While failure detection can happen quickly at the optical layer, the recovery (restoration) is slow and hard at the IP layer. Moreover, a single failure event at lower layer cascades into multiple failure events at the IP layer. Developing efficient cross-layer mechanisms for IP layer restoration after network failures is the focus of this work.
This project aims to develop a real-time groundwater-level monitoring network in Nebraska to provide fast and reliable data that will support agricultural decision-makers and other groundwater users to better plan for, recognize, deal with, and document multiple-year droughts.
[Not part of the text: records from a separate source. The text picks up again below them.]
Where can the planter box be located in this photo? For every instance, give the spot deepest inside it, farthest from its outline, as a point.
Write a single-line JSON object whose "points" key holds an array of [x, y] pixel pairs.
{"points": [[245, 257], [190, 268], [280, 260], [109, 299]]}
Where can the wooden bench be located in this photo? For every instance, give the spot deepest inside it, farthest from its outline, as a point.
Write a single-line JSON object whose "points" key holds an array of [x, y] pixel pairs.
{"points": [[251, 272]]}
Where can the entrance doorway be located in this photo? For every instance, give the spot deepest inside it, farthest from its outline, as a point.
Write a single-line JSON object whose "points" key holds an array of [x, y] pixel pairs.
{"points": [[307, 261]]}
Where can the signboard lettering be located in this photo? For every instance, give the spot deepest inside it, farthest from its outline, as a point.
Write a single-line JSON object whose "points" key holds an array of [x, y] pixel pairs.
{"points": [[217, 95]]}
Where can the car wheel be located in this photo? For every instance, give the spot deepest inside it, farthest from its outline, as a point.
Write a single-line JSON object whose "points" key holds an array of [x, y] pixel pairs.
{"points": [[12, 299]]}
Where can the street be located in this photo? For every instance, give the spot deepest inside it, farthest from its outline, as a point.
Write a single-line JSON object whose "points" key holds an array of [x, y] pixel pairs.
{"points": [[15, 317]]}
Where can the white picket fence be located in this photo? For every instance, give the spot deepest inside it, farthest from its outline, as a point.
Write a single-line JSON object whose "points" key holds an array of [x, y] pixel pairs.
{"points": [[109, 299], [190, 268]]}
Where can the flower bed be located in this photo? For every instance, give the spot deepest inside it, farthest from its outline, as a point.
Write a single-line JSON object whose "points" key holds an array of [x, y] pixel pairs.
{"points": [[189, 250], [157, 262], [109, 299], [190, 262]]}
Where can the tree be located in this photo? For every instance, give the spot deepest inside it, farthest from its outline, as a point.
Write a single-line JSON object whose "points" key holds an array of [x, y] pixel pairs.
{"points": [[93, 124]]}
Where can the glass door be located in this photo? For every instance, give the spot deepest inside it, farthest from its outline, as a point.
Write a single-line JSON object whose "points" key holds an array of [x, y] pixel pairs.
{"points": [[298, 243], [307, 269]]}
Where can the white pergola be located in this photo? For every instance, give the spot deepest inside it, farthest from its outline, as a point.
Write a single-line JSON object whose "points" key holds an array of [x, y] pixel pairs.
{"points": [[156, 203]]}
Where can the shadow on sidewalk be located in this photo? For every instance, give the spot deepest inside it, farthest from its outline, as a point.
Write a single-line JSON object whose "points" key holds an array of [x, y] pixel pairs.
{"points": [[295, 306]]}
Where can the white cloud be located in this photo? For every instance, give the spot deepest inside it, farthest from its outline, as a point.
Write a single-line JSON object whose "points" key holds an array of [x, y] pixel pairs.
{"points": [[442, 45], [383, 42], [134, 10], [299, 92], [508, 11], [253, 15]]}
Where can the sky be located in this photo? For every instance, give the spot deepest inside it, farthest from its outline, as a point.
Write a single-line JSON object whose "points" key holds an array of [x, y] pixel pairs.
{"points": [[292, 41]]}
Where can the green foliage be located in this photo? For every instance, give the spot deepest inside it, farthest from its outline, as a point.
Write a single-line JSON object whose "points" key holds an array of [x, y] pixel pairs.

A framework for remote telemetry using smart sensors and wireless telecommunication technology is being designed and implemented to collect and analyze groundwater hydrologic information from over 50 sites around Nebraska. Observation wells will be primarily chosen for their ability to detect the onset, magnitude and recovery of hydrological drought.
The architecture of the proposed framework consists of three main components: data acquisition unit, data transfer unit and data processing unit.
Data acquisition unit consists of a traditional water monitoring transducer and an embedded system. The embedded system does preliminary signal processing and packs the hydrologic data collected by the transducer into a proper and secure format ready for remote transmission. Data transfer unit consists of a satellite transceiver module or an cellular communication module, both of which will guarantees the reliable telecommunication with minimum expense. Both data acquisition unit and data transfer unit are powered by a solar panel and battery. All the hydrologic data will be collected hourly and transmitted daily to a central base station. Adjustments in the frequency of measurements and reporting can be made if a site is experiencing significant changes in water level or if future research investigations require more frequent measurements. A data processing unit, with a friendly Graphical interface, is located at the base station to analysis and archive the real-time data.
Information produced through this network could be utilized to address the effects of multiple-year drought in Nebraska and increase the economic and production stability of agricultural producers. The network also can be easily adapted to other fields of environmental monitoring.